Terminó simplemente apoyándose en la ventana, mirando intensamente las lunas durante lo que pareció una eternidad mientras el frío viento nocturno azotaba su cabello sobre su rostro.

—¿Jin’er?

Gu Yin la abrazó por detrás, su cuerpo cayendo sobre el de ella como si no tuviera huesos. Frotó afectuosamente su rostro contra el de ella.

Gu Yin siguió su mirada. Una luna llena perfectamente ordinaria se encontró con sus ojos, y una mirada de sorpresa cruzó su rostro. —¿Qué tiene de interesante esto? Hace viento afuera. Vamos adentro a dormir.

—Mira, las lunas están tan redondas. ¿No parecen dos ojos?

An Jin apoyó los brazos en el alféizar de la ventana y acunó su barbilla en sus manos, perdida en su propio mundo mientras murmuraba para sí misma, ajena a él.

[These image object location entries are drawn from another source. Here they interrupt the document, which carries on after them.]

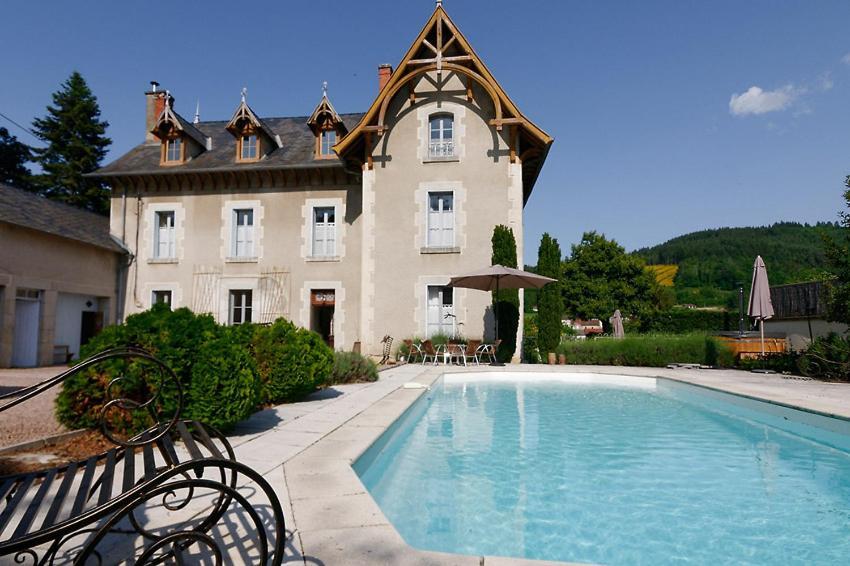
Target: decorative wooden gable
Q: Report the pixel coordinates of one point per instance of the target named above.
(443, 49)
(253, 138)
(327, 126)
(180, 139)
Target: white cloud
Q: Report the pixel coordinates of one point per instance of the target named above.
(759, 101)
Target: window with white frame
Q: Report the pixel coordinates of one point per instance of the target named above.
(164, 246)
(240, 306)
(441, 219)
(328, 140)
(243, 232)
(174, 149)
(441, 137)
(249, 147)
(324, 231)
(161, 297)
(441, 311)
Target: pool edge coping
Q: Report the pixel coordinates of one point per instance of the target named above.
(375, 538)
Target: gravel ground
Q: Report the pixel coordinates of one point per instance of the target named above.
(33, 419)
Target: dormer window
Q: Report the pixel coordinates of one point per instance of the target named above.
(441, 140)
(327, 127)
(174, 150)
(254, 139)
(249, 147)
(327, 142)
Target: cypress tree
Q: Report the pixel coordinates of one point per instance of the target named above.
(506, 301)
(76, 144)
(13, 158)
(550, 304)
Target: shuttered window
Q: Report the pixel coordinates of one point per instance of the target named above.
(243, 232)
(441, 220)
(324, 231)
(164, 237)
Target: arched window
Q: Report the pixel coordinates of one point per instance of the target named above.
(441, 138)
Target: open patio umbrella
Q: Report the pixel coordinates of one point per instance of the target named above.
(617, 324)
(760, 306)
(498, 277)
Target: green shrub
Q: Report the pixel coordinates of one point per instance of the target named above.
(173, 336)
(351, 367)
(292, 362)
(650, 350)
(827, 358)
(225, 386)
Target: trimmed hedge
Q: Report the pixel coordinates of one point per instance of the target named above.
(292, 361)
(351, 367)
(226, 373)
(650, 350)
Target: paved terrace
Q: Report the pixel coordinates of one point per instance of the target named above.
(306, 450)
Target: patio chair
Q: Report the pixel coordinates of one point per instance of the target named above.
(489, 350)
(470, 352)
(414, 351)
(428, 350)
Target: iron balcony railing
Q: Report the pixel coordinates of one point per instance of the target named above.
(441, 149)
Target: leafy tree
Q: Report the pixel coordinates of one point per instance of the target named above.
(599, 277)
(13, 158)
(76, 144)
(550, 305)
(506, 301)
(838, 257)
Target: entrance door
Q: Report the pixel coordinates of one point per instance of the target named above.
(25, 347)
(322, 314)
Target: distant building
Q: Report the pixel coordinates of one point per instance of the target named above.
(59, 278)
(347, 224)
(584, 328)
(800, 312)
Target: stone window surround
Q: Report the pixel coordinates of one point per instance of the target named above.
(227, 232)
(424, 114)
(421, 219)
(339, 308)
(307, 228)
(228, 284)
(420, 314)
(176, 293)
(150, 228)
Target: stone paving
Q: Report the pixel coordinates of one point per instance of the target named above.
(35, 418)
(305, 451)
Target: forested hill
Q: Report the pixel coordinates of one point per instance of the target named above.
(719, 258)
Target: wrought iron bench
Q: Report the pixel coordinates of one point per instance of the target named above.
(178, 470)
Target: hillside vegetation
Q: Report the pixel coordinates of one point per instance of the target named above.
(711, 262)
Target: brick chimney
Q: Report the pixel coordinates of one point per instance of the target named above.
(154, 103)
(385, 71)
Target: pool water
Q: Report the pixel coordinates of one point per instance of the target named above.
(632, 471)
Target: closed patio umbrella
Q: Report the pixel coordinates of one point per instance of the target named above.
(617, 325)
(498, 277)
(760, 306)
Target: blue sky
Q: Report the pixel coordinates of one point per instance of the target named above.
(668, 115)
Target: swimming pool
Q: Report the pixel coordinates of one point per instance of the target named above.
(613, 470)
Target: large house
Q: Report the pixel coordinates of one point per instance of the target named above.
(59, 278)
(347, 224)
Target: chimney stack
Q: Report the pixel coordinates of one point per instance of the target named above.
(385, 71)
(154, 103)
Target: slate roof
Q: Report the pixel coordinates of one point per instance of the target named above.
(298, 151)
(29, 210)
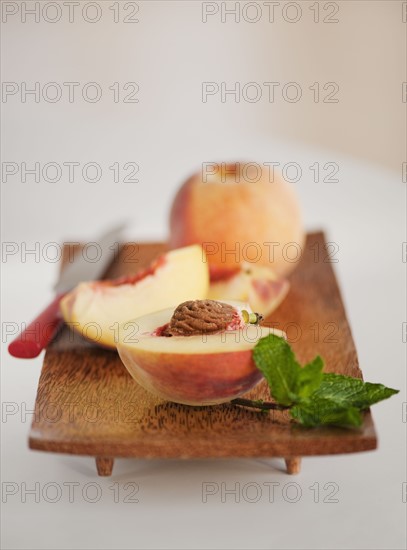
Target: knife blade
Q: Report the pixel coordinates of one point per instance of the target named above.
(40, 332)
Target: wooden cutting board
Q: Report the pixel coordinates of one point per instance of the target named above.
(87, 403)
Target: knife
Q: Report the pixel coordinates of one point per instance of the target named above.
(40, 332)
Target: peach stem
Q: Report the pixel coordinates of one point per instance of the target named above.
(265, 406)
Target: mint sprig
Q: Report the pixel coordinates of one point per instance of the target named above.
(314, 398)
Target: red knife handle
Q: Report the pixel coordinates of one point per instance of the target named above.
(39, 333)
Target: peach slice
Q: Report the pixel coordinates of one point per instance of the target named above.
(255, 284)
(204, 369)
(96, 309)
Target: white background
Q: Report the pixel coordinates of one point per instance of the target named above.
(169, 133)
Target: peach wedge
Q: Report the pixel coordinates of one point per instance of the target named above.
(96, 309)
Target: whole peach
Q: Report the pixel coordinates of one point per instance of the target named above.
(240, 212)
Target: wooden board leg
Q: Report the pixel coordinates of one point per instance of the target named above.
(293, 465)
(104, 465)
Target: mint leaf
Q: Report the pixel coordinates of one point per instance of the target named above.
(276, 360)
(320, 412)
(351, 392)
(314, 398)
(309, 378)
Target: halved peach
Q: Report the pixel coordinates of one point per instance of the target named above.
(253, 283)
(96, 309)
(204, 369)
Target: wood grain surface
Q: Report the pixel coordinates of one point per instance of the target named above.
(88, 404)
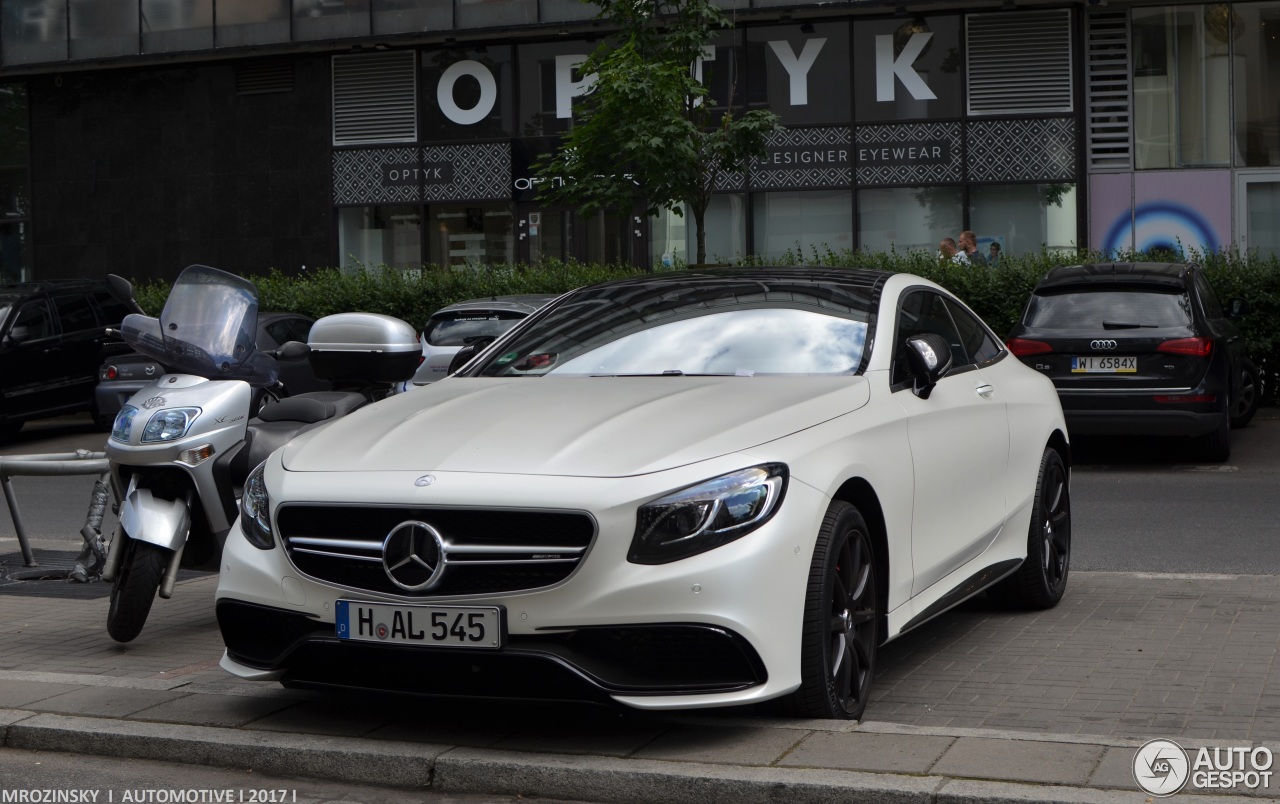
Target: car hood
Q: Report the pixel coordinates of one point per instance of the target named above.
(577, 426)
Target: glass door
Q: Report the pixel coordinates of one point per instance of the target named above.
(1257, 213)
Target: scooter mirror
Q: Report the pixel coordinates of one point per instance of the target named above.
(122, 291)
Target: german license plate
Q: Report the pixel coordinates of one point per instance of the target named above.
(437, 626)
(1105, 365)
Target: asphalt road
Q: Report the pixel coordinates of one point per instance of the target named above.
(1138, 505)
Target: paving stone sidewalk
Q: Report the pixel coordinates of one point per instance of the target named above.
(981, 704)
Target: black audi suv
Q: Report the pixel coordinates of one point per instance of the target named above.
(1139, 348)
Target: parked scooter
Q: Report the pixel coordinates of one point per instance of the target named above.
(182, 447)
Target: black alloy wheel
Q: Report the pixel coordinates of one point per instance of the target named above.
(1249, 397)
(1041, 580)
(840, 621)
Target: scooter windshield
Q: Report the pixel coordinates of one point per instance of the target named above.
(208, 327)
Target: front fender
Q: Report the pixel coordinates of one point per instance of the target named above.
(163, 522)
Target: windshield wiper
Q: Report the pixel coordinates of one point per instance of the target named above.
(1127, 325)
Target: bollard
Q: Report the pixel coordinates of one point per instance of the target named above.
(80, 462)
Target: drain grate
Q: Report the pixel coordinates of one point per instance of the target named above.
(50, 578)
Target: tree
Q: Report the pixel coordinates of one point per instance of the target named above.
(647, 126)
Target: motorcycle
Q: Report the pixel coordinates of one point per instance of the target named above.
(183, 446)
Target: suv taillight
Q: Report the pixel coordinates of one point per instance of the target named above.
(1022, 347)
(1194, 347)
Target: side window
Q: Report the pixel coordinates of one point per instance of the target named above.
(978, 342)
(32, 323)
(74, 313)
(924, 311)
(113, 311)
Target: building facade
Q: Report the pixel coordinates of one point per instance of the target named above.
(140, 136)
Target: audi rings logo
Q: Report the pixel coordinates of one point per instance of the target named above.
(1160, 767)
(414, 556)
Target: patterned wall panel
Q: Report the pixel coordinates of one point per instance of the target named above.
(909, 154)
(805, 159)
(435, 173)
(1022, 150)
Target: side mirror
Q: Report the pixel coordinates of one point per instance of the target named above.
(292, 351)
(928, 356)
(474, 347)
(122, 291)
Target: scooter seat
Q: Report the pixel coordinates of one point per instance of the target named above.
(312, 407)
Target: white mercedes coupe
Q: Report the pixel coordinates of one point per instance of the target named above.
(676, 490)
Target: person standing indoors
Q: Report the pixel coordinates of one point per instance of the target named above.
(969, 247)
(950, 251)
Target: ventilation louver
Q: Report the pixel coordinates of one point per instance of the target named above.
(375, 97)
(1109, 90)
(1019, 63)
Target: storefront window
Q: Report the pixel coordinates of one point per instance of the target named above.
(803, 224)
(470, 233)
(1182, 101)
(376, 236)
(103, 30)
(261, 22)
(177, 24)
(1255, 32)
(908, 218)
(321, 19)
(1024, 218)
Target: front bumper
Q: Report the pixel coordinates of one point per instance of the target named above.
(716, 629)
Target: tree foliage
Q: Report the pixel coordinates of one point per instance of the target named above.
(648, 128)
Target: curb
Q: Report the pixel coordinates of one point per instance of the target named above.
(476, 771)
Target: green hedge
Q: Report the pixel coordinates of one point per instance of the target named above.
(996, 293)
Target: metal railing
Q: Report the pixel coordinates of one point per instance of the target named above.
(80, 462)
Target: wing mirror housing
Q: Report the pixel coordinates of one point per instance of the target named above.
(928, 356)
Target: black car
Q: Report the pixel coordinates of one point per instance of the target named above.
(123, 375)
(1139, 348)
(51, 342)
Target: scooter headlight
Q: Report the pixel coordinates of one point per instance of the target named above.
(169, 424)
(123, 426)
(256, 511)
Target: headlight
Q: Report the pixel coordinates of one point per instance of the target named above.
(256, 511)
(169, 424)
(707, 515)
(123, 425)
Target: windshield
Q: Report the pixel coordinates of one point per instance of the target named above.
(457, 328)
(208, 327)
(1110, 309)
(732, 327)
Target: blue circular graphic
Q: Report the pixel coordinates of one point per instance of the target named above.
(1161, 224)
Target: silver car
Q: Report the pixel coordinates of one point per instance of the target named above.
(456, 325)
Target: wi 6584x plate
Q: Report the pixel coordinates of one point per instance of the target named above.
(437, 626)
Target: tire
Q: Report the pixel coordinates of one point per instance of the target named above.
(1216, 447)
(1251, 394)
(1041, 580)
(841, 621)
(135, 589)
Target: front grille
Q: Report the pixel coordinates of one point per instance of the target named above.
(488, 551)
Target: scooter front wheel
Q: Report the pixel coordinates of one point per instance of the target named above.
(135, 589)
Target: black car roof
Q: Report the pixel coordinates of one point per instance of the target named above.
(1101, 274)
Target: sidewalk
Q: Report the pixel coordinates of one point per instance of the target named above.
(65, 686)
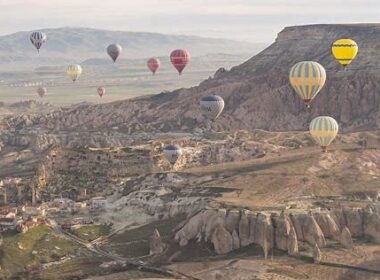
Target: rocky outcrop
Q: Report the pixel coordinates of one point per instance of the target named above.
(282, 231)
(292, 243)
(222, 240)
(156, 245)
(257, 92)
(346, 238)
(317, 255)
(371, 226)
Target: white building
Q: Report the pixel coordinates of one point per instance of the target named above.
(98, 203)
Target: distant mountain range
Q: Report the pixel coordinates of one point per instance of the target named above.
(74, 45)
(257, 93)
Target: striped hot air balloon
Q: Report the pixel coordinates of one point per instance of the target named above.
(324, 130)
(345, 51)
(114, 50)
(101, 91)
(153, 64)
(74, 71)
(212, 106)
(180, 58)
(307, 78)
(41, 91)
(172, 153)
(38, 38)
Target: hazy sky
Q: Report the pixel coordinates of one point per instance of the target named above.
(248, 20)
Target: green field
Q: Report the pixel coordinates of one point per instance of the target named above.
(91, 232)
(126, 79)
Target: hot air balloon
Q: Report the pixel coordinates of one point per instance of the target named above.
(41, 91)
(38, 38)
(114, 50)
(101, 91)
(74, 71)
(324, 130)
(307, 78)
(212, 106)
(172, 153)
(344, 51)
(179, 59)
(153, 64)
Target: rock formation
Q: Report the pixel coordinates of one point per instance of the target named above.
(156, 245)
(222, 240)
(346, 238)
(230, 230)
(257, 92)
(317, 255)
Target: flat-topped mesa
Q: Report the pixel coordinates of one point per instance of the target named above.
(271, 230)
(328, 31)
(257, 93)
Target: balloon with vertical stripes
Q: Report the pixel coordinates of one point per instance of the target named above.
(74, 71)
(180, 58)
(324, 129)
(153, 64)
(41, 91)
(345, 51)
(307, 78)
(38, 38)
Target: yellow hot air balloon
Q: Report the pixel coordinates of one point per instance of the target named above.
(345, 51)
(324, 130)
(307, 78)
(74, 71)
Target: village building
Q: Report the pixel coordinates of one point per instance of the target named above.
(32, 211)
(98, 203)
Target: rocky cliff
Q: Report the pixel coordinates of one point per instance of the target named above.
(228, 230)
(257, 92)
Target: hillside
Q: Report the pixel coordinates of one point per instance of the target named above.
(257, 92)
(67, 44)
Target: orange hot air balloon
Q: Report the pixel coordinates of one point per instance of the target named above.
(180, 58)
(153, 64)
(101, 91)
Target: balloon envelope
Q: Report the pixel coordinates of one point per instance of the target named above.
(153, 64)
(101, 91)
(324, 130)
(38, 38)
(212, 106)
(172, 153)
(345, 51)
(74, 71)
(307, 78)
(180, 58)
(114, 50)
(41, 91)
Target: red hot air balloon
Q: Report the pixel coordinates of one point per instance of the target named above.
(153, 64)
(180, 58)
(101, 91)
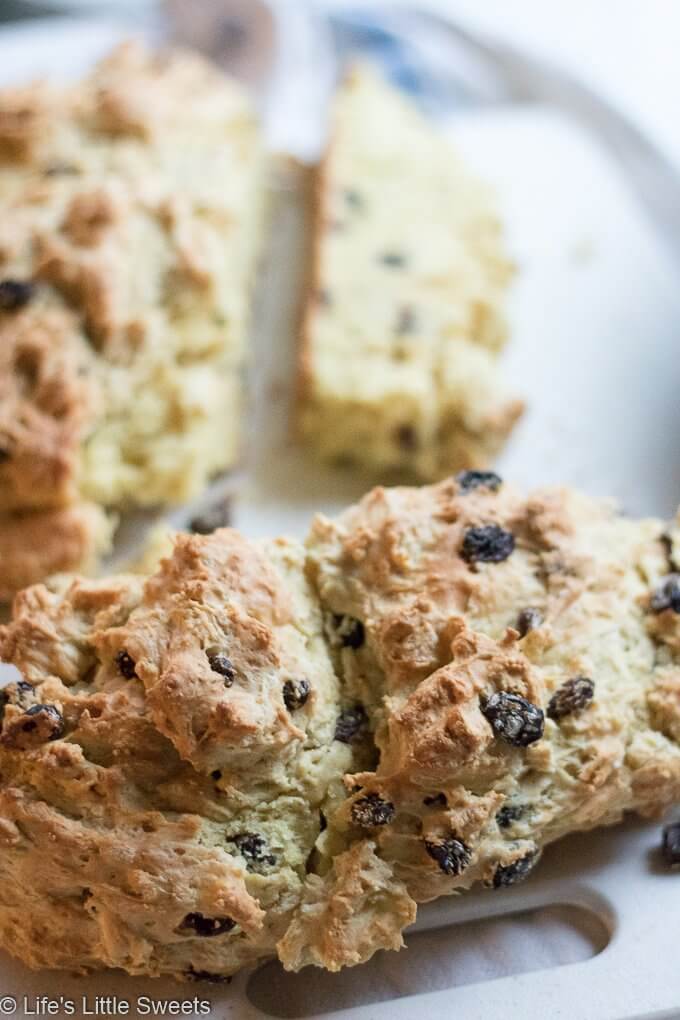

—¿Crees que los miembros de nuestra familia que han fallecido… están mirándonos a través de las lunas, así como nosotros los miramos a ellos? —Honestamente, lunas tan grandes parecerían algo aterradoras y extrañas para una persona normal de la Tierra, pero su rostro solo mostraba nostalgia.

Gu Yin la miró, atónito. Al ver la tristeza en sus ojos, su corazón se contrajo dolorosamente, y de repente le resultó difícil respirar.

Negó con la cabeza y suavemente la atrajo hacia sus brazos. Frotó su hermoso rostro contra la parte superior de su cabeza y dijo honestamente:

—…No lo sé.

Los lazos de sangre en el Clan Serpiente eran débiles, y él nunca había conocido a sus padres. Por esto, Gu Yin no podía entender la tristeza por la familia fallecida que veía en los ojos de An Jin.